We are taught, through religious, spiritual and psychological teachings, to forgive. However, forgiveness is an individual process that can take many different forms and attitudes.
In working with many who have come from abuse and trauma - including my own journey of healing - I've come to find that the person that needs the most forgiveness is ourselves. Victims of abuse most often blame themselves for why the abuse has occurred. Their ruminating thoughts are: 'I should have known better; there's something wrong with me; I could have stopped it; it's my fault; I am unlovable. God will punish me and I need to save others and forgive everyone.' The results of these beliefs are perfectionism, compulsions, negative thinking, depression, anxiety, addiction, mental illness and possibly chronic illness.
Trying to forgive others before you can forgive the inner child only hurts and damages the victim more deeply. Unrealistic actions in regards to forgiveness repeat the cycle of self-abuse. We damage our self-worth, our deservingness, our ability to have compassion for ourselves, to open our hearts, to trust, to have loving-kindness and acceptance of the child's powerlessness at the time.
When the focus is on self-forgiveness we learn to nurture and mother ourselves, do productive work to help others, be creative, learn to trust and accept, and open our hearts to allow for loving relationships. Forgiving the abuser is up to God, not the victim. The victim didn't cause the abuser's behavior. The victim needs to transform themselves. Grow into choices that fill the voids and wounds of being abused and to release the pain so their spirit can receive a life worthy of their innocence.
Being a victim has taken on a dirty meaning in our culture. It is only when we keep blaming ourselves that we stay in victim behaviors of self-pity and hate. In truth, it is important to love our victim and allow for the victim to grow and heal through their own intuitions, instincts and abilities to claim back their lives from the tragedy and trauma.
Victim and victimizer (both most likely have been abused) need to take responsibility for their own healing and self-forgiveness.

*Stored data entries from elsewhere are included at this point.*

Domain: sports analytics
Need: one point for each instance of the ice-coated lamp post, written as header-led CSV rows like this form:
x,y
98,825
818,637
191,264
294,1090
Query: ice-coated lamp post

Self-forgiveness is innocence restored. Wholeness and meaning are the resolutions that bring peace in the recovery process.
Questions
Ask these questions and find out where you need to forgive yourself:
- When was the last time you allowed yourself to rest and play?
- Do you eat well, make time for creative work, do moderate exercise, have a practice of stillness or meditation?

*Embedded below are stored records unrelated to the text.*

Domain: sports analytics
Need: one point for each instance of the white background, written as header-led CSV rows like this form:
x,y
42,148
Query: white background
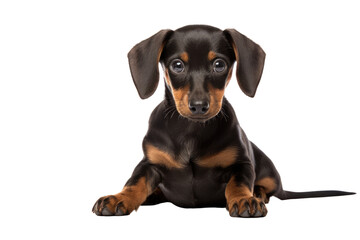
x,y
71,121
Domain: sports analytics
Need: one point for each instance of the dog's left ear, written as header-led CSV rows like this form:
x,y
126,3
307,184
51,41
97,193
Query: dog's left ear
x,y
143,61
250,60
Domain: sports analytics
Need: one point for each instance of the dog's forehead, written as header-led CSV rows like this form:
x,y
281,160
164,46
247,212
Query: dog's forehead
x,y
196,40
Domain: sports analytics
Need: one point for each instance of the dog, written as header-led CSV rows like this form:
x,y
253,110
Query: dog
x,y
195,153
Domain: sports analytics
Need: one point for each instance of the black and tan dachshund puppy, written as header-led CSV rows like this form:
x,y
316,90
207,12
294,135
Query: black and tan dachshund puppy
x,y
195,152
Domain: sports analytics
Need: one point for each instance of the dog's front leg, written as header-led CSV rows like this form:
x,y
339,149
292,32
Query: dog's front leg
x,y
239,193
140,185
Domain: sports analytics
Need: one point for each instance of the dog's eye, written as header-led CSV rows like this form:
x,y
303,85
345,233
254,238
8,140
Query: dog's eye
x,y
177,66
219,65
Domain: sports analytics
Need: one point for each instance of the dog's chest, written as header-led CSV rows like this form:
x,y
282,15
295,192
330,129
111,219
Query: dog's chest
x,y
193,185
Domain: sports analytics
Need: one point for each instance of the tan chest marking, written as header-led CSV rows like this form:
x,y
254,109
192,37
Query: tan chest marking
x,y
158,156
222,159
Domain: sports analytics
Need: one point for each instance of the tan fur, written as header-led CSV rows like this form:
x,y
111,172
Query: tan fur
x,y
184,56
267,183
157,156
222,159
131,197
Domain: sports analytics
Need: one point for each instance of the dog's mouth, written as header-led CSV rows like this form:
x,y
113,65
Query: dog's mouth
x,y
199,118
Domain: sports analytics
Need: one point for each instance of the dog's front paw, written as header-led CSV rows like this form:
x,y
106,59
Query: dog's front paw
x,y
112,205
246,207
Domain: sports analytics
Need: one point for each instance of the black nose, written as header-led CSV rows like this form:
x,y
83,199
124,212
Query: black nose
x,y
199,107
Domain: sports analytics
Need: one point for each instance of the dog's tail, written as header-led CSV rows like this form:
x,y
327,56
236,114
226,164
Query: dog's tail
x,y
284,195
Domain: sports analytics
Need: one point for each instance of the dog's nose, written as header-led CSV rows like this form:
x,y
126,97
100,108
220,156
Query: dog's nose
x,y
199,107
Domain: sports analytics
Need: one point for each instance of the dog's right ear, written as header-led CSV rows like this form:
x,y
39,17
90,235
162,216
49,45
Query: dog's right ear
x,y
144,59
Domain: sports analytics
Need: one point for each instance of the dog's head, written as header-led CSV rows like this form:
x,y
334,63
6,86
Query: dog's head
x,y
197,61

- Can you sit with yourself and enjoy your own company?
- Do you say, "Get over it already"?
- Are you afraid to feel sad or angry because you believe it will be an endless pit? Or that those feelings are wrong?
- Do you believe you need to get everything right or perfect? That there is no room for mistakes?
- Do you cover up being exhausted, and push and push yourself?
- Do you think your feelings are wrong?
- Are you afraid to ask for help?
- Are you scattered, looking for the most perfect answer to every conflict?
- Are you uncomfortable when you are not in control?
- Do you judge your limitations?
- Do you pretend to be "superwoman" or "superman" and that you can do it all?
- Do you tell others, "everything is great!"?
- Do you judge your needs?
- Are you afraid to walk into a room full of people you don't know?
- Can you be present - fully receive your reality in the moment?
Choose one or two of the above questions and explore your innermost self. Having an internal life is where self-awareness, healing and self-forgiveness begins.
For a moment, give yourself permission to feel the feeling you are the most afraid to feel, or the feeling that causes you the most pain and need to control. Allow that feeling to have its expression. Write a poem, a narrative, a spontaneous sentence. Paint feelings using different colors, shapes and images to represent them. It doesn't have to make sense. Or as Satya did, write a letter to your child, to your abuser, to God.